Reacting to news that Polish lawmakers approved four amendments to Poland’s abortion laws in a first reading in parliament today, Amnesty International’s Miko Czerwiński, Head of Campaigns, Amnesty International Poland said: 

“By approving these four amendments, Poland’s parliament has taken a significant step towards ending Poland’s cruel and draconian restrictions on access to abortion, which have had a devastating impact on the lives and health of so many people. 

“Poland needs to urgently amend their abortion law which endangers lives, jeopardises health and contravenes the country’s international and European human rights obligations as well as flies in the face of in the face of the World Health Organization’s abortion care guideline. 

“As these amendments go through to the next voting stage, it is crucial that politicians listen to the voices of civil society and those people directly affected by the near total ban on abortion and bring the law into compliance with international human rights standards.  
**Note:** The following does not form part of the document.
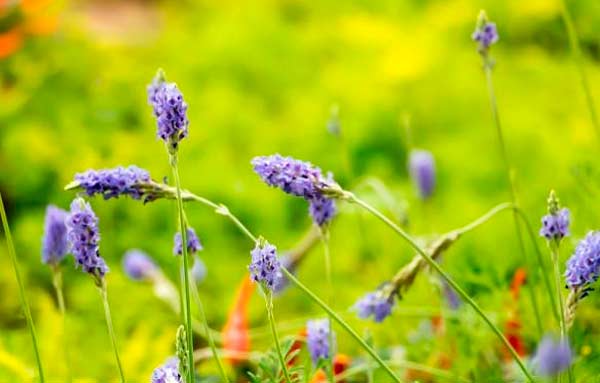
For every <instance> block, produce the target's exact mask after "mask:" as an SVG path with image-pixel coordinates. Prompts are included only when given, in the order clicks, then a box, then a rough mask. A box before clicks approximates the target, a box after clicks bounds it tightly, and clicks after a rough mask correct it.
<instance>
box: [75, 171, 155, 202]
mask: <svg viewBox="0 0 600 383" xmlns="http://www.w3.org/2000/svg"><path fill="white" fill-rule="evenodd" d="M75 181H76V182H78V183H79V186H80V187H81V188H83V190H84V191H85V193H86V194H87V195H88V196H90V197H91V196H94V195H96V194H100V195H102V196H103V197H104V199H110V198H118V197H119V196H122V195H126V196H129V197H131V198H133V199H140V198H142V196H143V192H142V190H141V186H142V185H143V184H145V183H148V182H150V173H148V172H147V171H146V170H144V169H141V168H139V167H137V166H135V165H130V166H128V167H126V168H125V167H122V166H118V167H116V168H112V169H100V170H93V169H90V170H87V171H85V172H83V173H77V174H76V175H75Z"/></svg>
“Decriminalizing abortion is essential to ensuring all people who need abortion services, as well as abortion providers, activists and advocates, are not threatened with criminal consequences for accessing, assisting someone to access, or delivering abortion services.”   

Background 

On 27 January 2021, a ruling by Poland’s discredited Constitutional Tribunal banned nearly all access to abortion by removing grounds of “severe and irreversible fetal defect or incurable illness that threatens the fetus’ life”. The ruling eliminated one of the only remaining legal grounds for abortion under Poland’s highly restrictive law and its entry into force means that there is now effectively a near-total ban on abortion in Poland. Previously, over 90 percent of the approximately 1,000 legal abortions annually performed in Poland were on this ground.  

Under the current law, healthcare providers in Poland can only provide abortions if a pregnant woman’s health or life is at risk or if the pregnancy results from a crime. However, providers often would refuse performing even lawful abortions due to the “chilling effect” of the law.